Sekber Golkar nyatanya dapat diterima di tengah-tengah masyarakat. Hal ini dibuktikan dengan anggotanya yang semakin meningkat. Dengan ideologi yang menegakkan Pancasila dan Undang Undang Dasar 1945 Sekber Golkar kemudian dibagi dalam 7 Kelompok Induk Organisasi (KINO), yaitu Koperasi Serbaguna Gotong Royong (KOSGORO), Sentral Organisasi Karyawan Swadiri Indonesia (SOKSI), Musyawarah Kekeluargaan Gotong Royong (MKGR), Organisasi Profesi, Ormas Pertahanan Keamanan (HANKAM), Gerakan Karya Rakyat Indonesia (GAKARI), dan Gerakan Pembangunan.

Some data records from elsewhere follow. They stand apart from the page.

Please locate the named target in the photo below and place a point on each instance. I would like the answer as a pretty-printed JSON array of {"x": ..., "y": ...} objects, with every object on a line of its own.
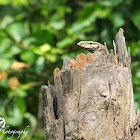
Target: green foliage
[{"x": 35, "y": 36}]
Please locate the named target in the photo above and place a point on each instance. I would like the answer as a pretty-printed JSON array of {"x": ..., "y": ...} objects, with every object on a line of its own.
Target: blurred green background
[{"x": 35, "y": 37}]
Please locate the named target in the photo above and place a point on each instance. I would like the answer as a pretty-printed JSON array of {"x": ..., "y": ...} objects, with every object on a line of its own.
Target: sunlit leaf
[{"x": 16, "y": 31}]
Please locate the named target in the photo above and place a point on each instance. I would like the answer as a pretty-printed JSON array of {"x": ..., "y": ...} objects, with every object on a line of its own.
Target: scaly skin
[{"x": 92, "y": 46}]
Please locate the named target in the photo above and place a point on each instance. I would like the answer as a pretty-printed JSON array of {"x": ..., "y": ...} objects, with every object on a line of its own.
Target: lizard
[
  {"x": 93, "y": 47},
  {"x": 96, "y": 48}
]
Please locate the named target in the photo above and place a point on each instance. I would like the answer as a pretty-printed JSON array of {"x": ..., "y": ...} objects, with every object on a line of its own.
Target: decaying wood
[{"x": 92, "y": 98}]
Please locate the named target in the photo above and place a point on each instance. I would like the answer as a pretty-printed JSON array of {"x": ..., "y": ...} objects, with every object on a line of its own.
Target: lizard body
[{"x": 92, "y": 46}]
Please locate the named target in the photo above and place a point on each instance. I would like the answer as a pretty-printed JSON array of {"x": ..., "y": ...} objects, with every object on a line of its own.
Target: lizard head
[{"x": 92, "y": 46}]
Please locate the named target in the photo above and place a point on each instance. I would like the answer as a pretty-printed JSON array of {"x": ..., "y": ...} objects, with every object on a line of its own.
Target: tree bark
[{"x": 92, "y": 98}]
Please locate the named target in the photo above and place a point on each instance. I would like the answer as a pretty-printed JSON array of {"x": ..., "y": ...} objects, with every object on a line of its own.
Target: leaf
[
  {"x": 5, "y": 21},
  {"x": 15, "y": 114},
  {"x": 31, "y": 119},
  {"x": 40, "y": 64},
  {"x": 136, "y": 18},
  {"x": 42, "y": 50},
  {"x": 28, "y": 56},
  {"x": 117, "y": 19},
  {"x": 58, "y": 25},
  {"x": 65, "y": 42},
  {"x": 16, "y": 30},
  {"x": 5, "y": 64}
]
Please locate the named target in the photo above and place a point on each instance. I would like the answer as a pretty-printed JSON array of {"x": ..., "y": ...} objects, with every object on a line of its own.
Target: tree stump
[{"x": 92, "y": 98}]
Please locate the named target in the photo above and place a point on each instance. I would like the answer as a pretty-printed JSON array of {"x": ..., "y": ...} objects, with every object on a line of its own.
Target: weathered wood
[{"x": 92, "y": 98}]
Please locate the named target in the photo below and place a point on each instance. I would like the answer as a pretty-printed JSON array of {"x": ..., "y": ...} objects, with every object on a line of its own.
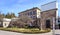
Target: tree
[
  {"x": 21, "y": 21},
  {"x": 8, "y": 15}
]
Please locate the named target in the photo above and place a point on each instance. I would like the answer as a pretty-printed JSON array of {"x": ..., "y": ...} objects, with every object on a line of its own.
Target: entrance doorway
[{"x": 47, "y": 23}]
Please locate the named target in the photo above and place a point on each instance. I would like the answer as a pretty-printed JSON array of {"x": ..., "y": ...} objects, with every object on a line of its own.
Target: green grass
[{"x": 25, "y": 30}]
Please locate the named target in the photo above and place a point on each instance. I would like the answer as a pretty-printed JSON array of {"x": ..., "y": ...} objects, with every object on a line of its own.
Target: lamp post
[{"x": 53, "y": 26}]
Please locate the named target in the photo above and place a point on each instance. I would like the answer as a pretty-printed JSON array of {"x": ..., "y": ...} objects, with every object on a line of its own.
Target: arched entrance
[{"x": 48, "y": 23}]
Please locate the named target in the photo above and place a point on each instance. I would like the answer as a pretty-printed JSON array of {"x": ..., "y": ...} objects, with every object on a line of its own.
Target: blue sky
[{"x": 17, "y": 6}]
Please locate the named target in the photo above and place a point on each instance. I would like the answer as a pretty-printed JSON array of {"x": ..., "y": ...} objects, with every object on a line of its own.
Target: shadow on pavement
[{"x": 57, "y": 34}]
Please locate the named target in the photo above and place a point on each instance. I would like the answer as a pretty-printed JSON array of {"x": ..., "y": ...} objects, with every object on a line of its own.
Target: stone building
[{"x": 33, "y": 13}]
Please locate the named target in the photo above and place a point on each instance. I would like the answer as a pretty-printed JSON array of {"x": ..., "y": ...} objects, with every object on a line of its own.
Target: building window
[{"x": 30, "y": 13}]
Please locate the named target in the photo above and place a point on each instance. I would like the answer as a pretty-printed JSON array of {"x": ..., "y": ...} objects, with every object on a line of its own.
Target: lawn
[{"x": 26, "y": 30}]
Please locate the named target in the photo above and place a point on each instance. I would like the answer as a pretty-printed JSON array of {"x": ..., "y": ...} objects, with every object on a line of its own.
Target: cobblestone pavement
[{"x": 14, "y": 33}]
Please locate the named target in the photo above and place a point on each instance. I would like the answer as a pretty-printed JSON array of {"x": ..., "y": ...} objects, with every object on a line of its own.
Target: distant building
[{"x": 5, "y": 22}]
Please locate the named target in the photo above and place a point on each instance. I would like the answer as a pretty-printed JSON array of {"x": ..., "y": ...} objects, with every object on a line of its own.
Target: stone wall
[{"x": 49, "y": 14}]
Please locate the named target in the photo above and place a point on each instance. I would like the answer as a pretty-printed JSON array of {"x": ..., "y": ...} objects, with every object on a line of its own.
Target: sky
[{"x": 16, "y": 6}]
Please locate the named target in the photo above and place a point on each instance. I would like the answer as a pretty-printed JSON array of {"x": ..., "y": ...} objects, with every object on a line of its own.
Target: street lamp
[{"x": 53, "y": 26}]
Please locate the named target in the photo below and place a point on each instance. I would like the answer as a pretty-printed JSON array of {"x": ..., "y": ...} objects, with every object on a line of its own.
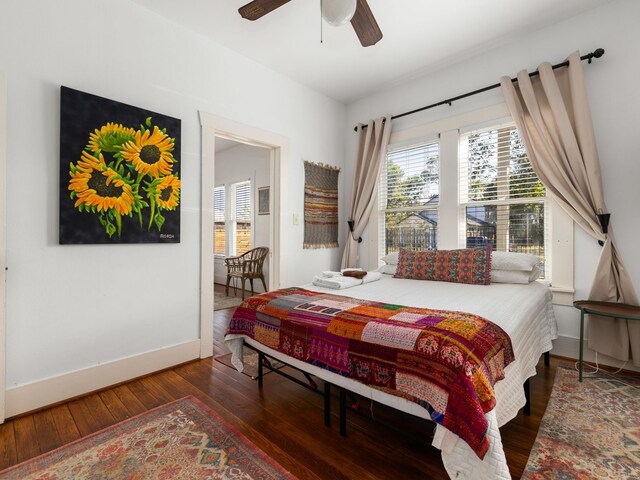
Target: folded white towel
[
  {"x": 337, "y": 283},
  {"x": 371, "y": 277},
  {"x": 330, "y": 274}
]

Pada Pemilu 1971, kekuatan Sekber Golkar yang tertuang dalam 7 KINO menjadi landasan utama untuk ikut serta dalam Pemilu dengan nama Golongan Karya (Golkar) sesuai dengan keputusan pada tanggal 4 Februari 1970. Dalam Pemilu 1971 Golkar dianggap remeh bagi sebagian partai lain, yang kala itu seperti NU, PNI dan Parmusi. Hasilnya, Golkar sukses besar dengan perolehan suara sebesar 34.348.673 suara atau 62,79 % dari total perolehan suara.
Pada tanggal 17 Juli 1971 Sekber Golkar resmi merubah diri menjadi Golkar. Dalam Musyawarah Nasional (Munas) I yang dilaksanakan bulan September 1973, Golkar membentuk organisasi-organisasi baru, yakni Himpunan Kerukunan Tani Indonesia (HKTI), Himpunan Nelayan Seluruh Indonesia (HNSI) dan Federasi Buruh Seluruh Indonesia (FBSI).
Golkar merupakan salat satu alat melumpuhkan kekuatan PKI yang sepenuhnya didukung oleh Soeharto. Selain itu, Golkar dan TNI-AD juga berperan sebagai tulang punggung Orde Baru. Hal ini dibuktikan bahwa selama kepemimpinan Orde Baru, jabatan-jabatan dalam pemerintahan baik di eksekutif, legislatif dan yudikatif, hampir semuanya diduduki oleh kader Golkar.
Pada saat era kepemimpinan Soeharto di zaman Orde Baru, terdapat peraturan yang mewajibkan semua pegawai negeri sipil (PNS) untuk mendukung Golkar. Namun, setelah pengunduran diri Soeharto, peraturan yang dikenal dengan Peraturan Monoloyalitas ini dicabut. Sekarang, PNS bebas menentukan pilihannya tanpa harus terpacu pada satu partai saja.
Golkar selalu tampil sebagai pemenang dalam Pemilu yang diadakan sejak tahun 1977, 1982, 1987, 1992, dan 1997. Setelah lengsernya rezim Soeharto, Golkar berubah menjadi Partai Golkar yang lebih terbuka tanpa adanya kebijakan-kebijakan yang membantu kelangsungan partai seperti sebelumnya.
Ketua Umum Partai Golkar saat ini adalah Aburizal Bakrie. Pada Pemilu 2009 lalu, Partai Golkar memperoleh posisi kedua dengan total perolehan suara sebesar 15.037.757 atau 14,45 % dari 44 partai politik yang menjadi peserta Pemilu.